Inscrite à l'ordre du jour de la journée d'initiative parlementaire des députés socialistes, la proposition de loi "visant à lutter contre les dérives des influenceurs sur les réseaux sociaux" a été retirée en séance en raison d'un manque de temps pour l'examiner. Une autre proposition de loi, d'origine transpartisane et poursuivant le même objectif, sera sur le bureau de l'Assemblée nationale en mars.
Cinq minutes, top chrono : c'est la durée de la discussion qui a eu lieu jeudi 9 février, en fin de soirée, sur la proposition de loi socialiste "visant à lutter contre les dérives des influenceurs sur les réseaux sociaux".
Si le texte a été retiré par son rapporteur Arthur Delaporte (Socialistes et apparentés), une version enrichie, travaillée avec le député Stéphane Vojetta (apparenté Renaissance) est attendue pour la fin mars à l'Assemblée nationale. Elle pourrait recevoir un avis favorable du gouvernement, lui aussi engagé sur le sujet.

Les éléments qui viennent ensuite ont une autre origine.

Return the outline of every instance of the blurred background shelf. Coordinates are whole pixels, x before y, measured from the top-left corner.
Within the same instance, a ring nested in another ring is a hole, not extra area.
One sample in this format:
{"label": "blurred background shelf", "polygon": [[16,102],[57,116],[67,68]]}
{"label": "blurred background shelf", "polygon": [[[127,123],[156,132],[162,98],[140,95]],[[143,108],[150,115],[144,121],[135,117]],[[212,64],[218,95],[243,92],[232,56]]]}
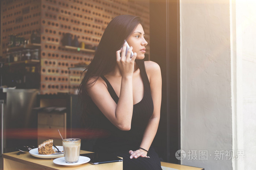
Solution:
{"label": "blurred background shelf", "polygon": [[85,51],[86,52],[94,52],[95,50],[94,50],[87,49],[86,48],[81,48],[79,47],[72,47],[71,46],[64,46],[65,48],[69,50],[74,50],[77,51]]}
{"label": "blurred background shelf", "polygon": [[6,51],[8,52],[10,52],[12,51],[20,50],[24,49],[33,49],[35,48],[38,48],[38,47],[41,47],[41,44],[29,44],[26,45],[23,45],[19,47],[8,48],[6,49]]}

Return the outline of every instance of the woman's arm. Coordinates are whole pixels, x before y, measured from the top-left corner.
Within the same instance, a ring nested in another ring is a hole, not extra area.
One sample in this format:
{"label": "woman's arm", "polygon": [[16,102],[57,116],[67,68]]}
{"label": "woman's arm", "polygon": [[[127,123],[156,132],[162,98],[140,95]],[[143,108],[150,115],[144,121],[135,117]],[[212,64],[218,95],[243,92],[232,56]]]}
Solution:
{"label": "woman's arm", "polygon": [[[114,125],[122,130],[131,129],[133,110],[132,75],[136,56],[135,53],[130,59],[132,48],[130,48],[126,56],[126,48],[125,45],[123,49],[116,52],[117,62],[122,75],[120,95],[117,104],[101,78],[93,86],[89,85],[90,87],[87,89],[89,95],[102,113]],[[88,84],[93,82],[95,78],[92,78]]]}
{"label": "woman's arm", "polygon": [[[151,95],[154,104],[153,114],[148,121],[140,147],[148,150],[157,131],[160,116],[162,100],[162,76],[159,66],[151,61],[145,62],[145,67],[148,75],[151,89]],[[141,149],[129,151],[130,158],[140,156],[146,157],[147,151]]]}

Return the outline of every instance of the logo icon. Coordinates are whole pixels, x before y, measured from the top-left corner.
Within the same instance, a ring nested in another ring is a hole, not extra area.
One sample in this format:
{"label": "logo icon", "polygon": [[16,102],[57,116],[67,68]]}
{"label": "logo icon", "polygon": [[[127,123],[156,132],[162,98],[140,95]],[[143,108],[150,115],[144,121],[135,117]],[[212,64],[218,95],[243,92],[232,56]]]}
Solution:
{"label": "logo icon", "polygon": [[182,150],[178,150],[175,153],[175,157],[177,159],[181,161],[186,158],[186,152]]}

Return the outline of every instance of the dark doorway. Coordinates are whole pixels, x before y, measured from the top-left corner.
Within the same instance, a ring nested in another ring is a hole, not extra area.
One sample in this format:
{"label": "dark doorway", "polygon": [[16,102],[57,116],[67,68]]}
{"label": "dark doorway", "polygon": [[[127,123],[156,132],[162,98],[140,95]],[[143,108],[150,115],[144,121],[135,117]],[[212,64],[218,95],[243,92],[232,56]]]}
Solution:
{"label": "dark doorway", "polygon": [[163,161],[180,163],[180,11],[179,0],[151,1],[150,60],[161,68],[161,117],[153,145]]}

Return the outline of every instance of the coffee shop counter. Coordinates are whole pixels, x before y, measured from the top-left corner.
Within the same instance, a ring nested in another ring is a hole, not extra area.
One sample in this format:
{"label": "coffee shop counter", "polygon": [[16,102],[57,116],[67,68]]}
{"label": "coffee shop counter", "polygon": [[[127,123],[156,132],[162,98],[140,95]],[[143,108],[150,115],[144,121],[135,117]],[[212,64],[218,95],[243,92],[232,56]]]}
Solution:
{"label": "coffee shop counter", "polygon": [[[28,152],[21,153],[13,152],[3,154],[4,158],[4,170],[121,170],[123,162],[93,165],[87,163],[76,166],[64,166],[54,164],[53,159],[42,159],[31,155]],[[81,150],[80,154],[90,153]]]}

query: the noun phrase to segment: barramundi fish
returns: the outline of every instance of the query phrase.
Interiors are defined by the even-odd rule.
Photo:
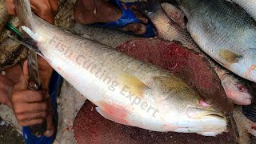
[[[167,4],[166,4],[166,6]],[[248,82],[238,78],[238,76],[231,74],[226,70],[209,56],[202,51],[198,46],[192,39],[190,33],[184,28],[178,26],[173,18],[170,18],[166,14],[172,13],[169,9],[163,9],[159,2],[159,0],[148,0],[140,1],[138,6],[154,23],[158,31],[158,37],[168,41],[178,41],[181,42],[185,47],[194,50],[197,53],[203,55],[209,62],[212,65],[219,77],[222,85],[225,90],[226,96],[231,99],[234,103],[238,105],[250,105],[254,98],[254,93]],[[177,11],[177,10],[174,10]],[[182,14],[180,14],[182,15]],[[216,96],[214,98],[221,98]],[[218,101],[212,101],[217,102]],[[224,102],[224,101],[222,101]],[[219,102],[219,105],[225,105],[226,106],[232,106],[229,102],[226,104]],[[218,106],[218,103],[215,105]]]
[[[256,22],[225,0],[177,0],[199,47],[233,73],[256,82]]]
[[[227,0],[242,7],[256,21],[256,0]]]
[[[22,42],[38,47],[106,118],[154,131],[206,136],[226,131],[225,114],[202,106],[199,94],[172,73],[46,22],[32,14],[29,0],[14,4],[22,29],[34,39]]]

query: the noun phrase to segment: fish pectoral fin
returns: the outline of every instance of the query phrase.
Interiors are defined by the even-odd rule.
[[[136,77],[122,73],[119,77],[120,82],[127,86],[130,92],[136,96],[143,96],[144,91],[149,87]]]
[[[102,102],[100,107],[96,107],[96,110],[105,118],[123,125],[129,125],[127,118],[132,114],[122,106],[105,102]]]
[[[239,58],[242,58],[241,55],[227,50],[221,50],[219,56],[229,63],[237,63]]]
[[[34,39],[32,39],[30,38],[22,38],[22,40],[18,40],[16,38],[11,36],[10,34],[7,34],[7,35],[12,40],[22,44],[22,46],[26,46],[26,48],[36,52],[41,57],[44,58],[43,54],[39,50],[39,49],[38,49],[38,47],[37,46],[37,42]]]
[[[250,106],[242,106],[242,111],[250,120],[256,122],[256,102],[253,102]]]

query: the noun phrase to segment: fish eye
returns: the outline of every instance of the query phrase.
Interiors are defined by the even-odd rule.
[[[242,86],[242,85],[239,85],[239,84],[237,85],[237,88],[238,88],[238,89],[239,90],[239,91],[241,91],[241,92],[244,92],[244,91],[246,90],[246,86]]]

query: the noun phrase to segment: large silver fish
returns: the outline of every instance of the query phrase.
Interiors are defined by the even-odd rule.
[[[166,6],[166,5],[165,6]],[[205,54],[192,39],[189,32],[169,18],[165,11],[167,10],[166,12],[168,14],[171,14],[173,13],[170,11],[172,10],[163,10],[160,6],[158,0],[148,0],[146,2],[141,1],[138,2],[138,7],[152,21],[158,30],[158,36],[159,38],[169,41],[174,40],[180,42],[185,47],[194,50],[203,55],[211,63],[221,79],[222,85],[229,98],[232,99],[236,104],[251,104],[251,100],[253,99],[251,88],[248,86],[242,78],[230,74],[230,72],[227,71],[223,67],[221,67]],[[174,10],[177,11],[177,10]],[[217,99],[219,98],[216,96],[215,98]],[[231,106],[228,104],[228,102],[226,102],[226,106]],[[221,105],[225,104],[222,103]]]
[[[200,48],[233,73],[256,82],[256,22],[225,0],[177,0]]]
[[[227,0],[242,6],[256,21],[256,0]]]
[[[44,22],[32,14],[29,0],[14,3],[37,51],[105,118],[154,131],[226,130],[223,114],[200,106],[198,94],[178,77]]]

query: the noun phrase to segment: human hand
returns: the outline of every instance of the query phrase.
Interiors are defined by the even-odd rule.
[[[14,15],[15,6],[14,0],[6,0],[7,10],[10,14]],[[39,17],[54,24],[54,15],[58,11],[58,0],[30,0],[31,8]]]
[[[51,110],[50,98],[48,94],[49,82],[53,69],[38,57],[39,75],[42,79],[42,90],[27,90],[28,65],[23,65],[23,74],[20,80],[14,84],[10,96],[11,107],[22,126],[31,126],[42,124],[46,119],[47,128],[44,135],[52,136],[55,132],[53,124],[53,111]]]

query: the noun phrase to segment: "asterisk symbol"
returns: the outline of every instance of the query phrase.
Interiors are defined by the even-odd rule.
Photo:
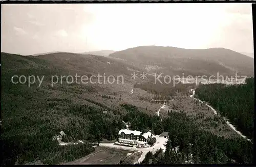
[[[133,74],[132,74],[132,78],[133,78],[133,79],[135,79],[136,77],[138,77],[138,76],[137,76],[137,75],[138,75],[138,74],[136,74],[135,73],[135,72],[134,72]]]
[[[142,78],[143,79],[145,79],[145,78],[146,78],[146,73],[145,74],[144,73],[144,72],[142,74],[140,74],[140,75],[141,75],[141,76],[140,77]]]

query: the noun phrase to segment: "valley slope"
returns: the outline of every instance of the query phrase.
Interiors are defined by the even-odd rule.
[[[152,73],[165,75],[254,76],[253,59],[223,48],[187,49],[174,47],[143,46],[110,54]]]

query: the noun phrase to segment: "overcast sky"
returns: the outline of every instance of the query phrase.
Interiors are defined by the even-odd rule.
[[[142,46],[253,52],[251,4],[2,5],[2,52]]]

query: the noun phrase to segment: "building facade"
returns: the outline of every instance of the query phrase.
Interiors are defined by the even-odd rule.
[[[118,133],[118,143],[137,147],[147,146],[147,141],[152,134],[150,132],[142,134],[139,131],[121,129]]]

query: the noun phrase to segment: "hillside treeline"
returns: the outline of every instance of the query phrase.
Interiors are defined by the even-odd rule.
[[[177,94],[180,95],[188,95],[189,90],[196,87],[196,84],[183,84],[178,83],[173,84],[164,82],[163,78],[160,79],[162,83],[157,81],[148,82],[143,83],[136,83],[134,85],[135,88],[140,88],[148,93],[157,95],[155,96],[155,100],[172,100],[172,97]]]
[[[226,117],[244,135],[253,138],[254,112],[254,79],[247,78],[247,84],[226,86],[202,85],[196,91],[195,97],[210,103]]]

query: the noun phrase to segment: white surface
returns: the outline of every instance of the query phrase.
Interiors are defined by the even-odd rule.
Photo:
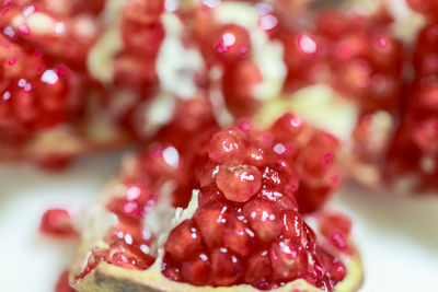
[[[74,243],[44,238],[50,207],[80,208],[118,166],[117,155],[81,161],[60,175],[0,166],[0,282],[3,292],[50,292]],[[438,196],[393,198],[349,186],[333,203],[355,220],[364,292],[438,291]]]

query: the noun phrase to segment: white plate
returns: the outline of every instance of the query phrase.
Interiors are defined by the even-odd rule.
[[[79,162],[59,175],[0,166],[0,283],[4,292],[50,292],[74,243],[37,232],[47,208],[80,210],[117,172],[119,155]],[[438,291],[438,196],[394,198],[348,186],[332,203],[354,219],[364,292]]]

Il est un peu plus de 23h30 jeudi, lorsque la proposition de loi rapportée par Arthur Delaporte est appelée à l'ordre du jour de la journée d'initiative parlementaire du groupe "Socialistes et apparentés". Après la discussion de deux textes dans la matinée (dont un adopté à l'unanimité pour enquêter sur la "vie chère" dans les Outre-mer et un autre pour instaurer le repas à 1 euro pour tous les étudiants dont le rejet a suscité la polémique), un débat électrique sur la proposition de loi concernant EDF et l'adoption à l'unanimité d'une proposition de loi contre sur la protection des enfants victimes de violences intrafamiliales, il reste moins de 30 minutes avant la levée de la séance à minuit pile.
Choix est alors fait par Arthur Delaporte de retirer sa proposition de loi. Dans un communiqué de presse publié quelques minutes après le retrait, le député constate que "le temps dédié à la journée de la 'niche' et l'obstruction des textes examinés plus tôt dans la journée n'ont pas permis d'aller jusqu'à pouvoir examiner les amendements déposés pour la séance sur ce texte". Ce faisant, le groupe présidé par Boris Vallaud voulait faire adopter un autre texte dans le peu de temps restant : une proposition de loi destinée à renforcer l'ordonnance de protection des femmes victimes de violences conjugales, qui a été adoptée sur le gong à minuit, à l'unanimité.
La proposition de loi portée par Arthur Delaporte s'inscrivait dans la continuité des initiatives ayant éclos ces derniers mois, notamment une proposition déposée par le groupe "Ecologiste" et le groupe "La France insoumise". Après le retrait de la proposition de loi socialiste, la volonté de légiférer sur le sujet se poursuivra par le truchement d'un texte déposé fin janvier par Arthur Delaporte et Stéphane Vojetta "visant à lutter contre les arnaques et les dérives des influenceurs sur les réseaux sociaux".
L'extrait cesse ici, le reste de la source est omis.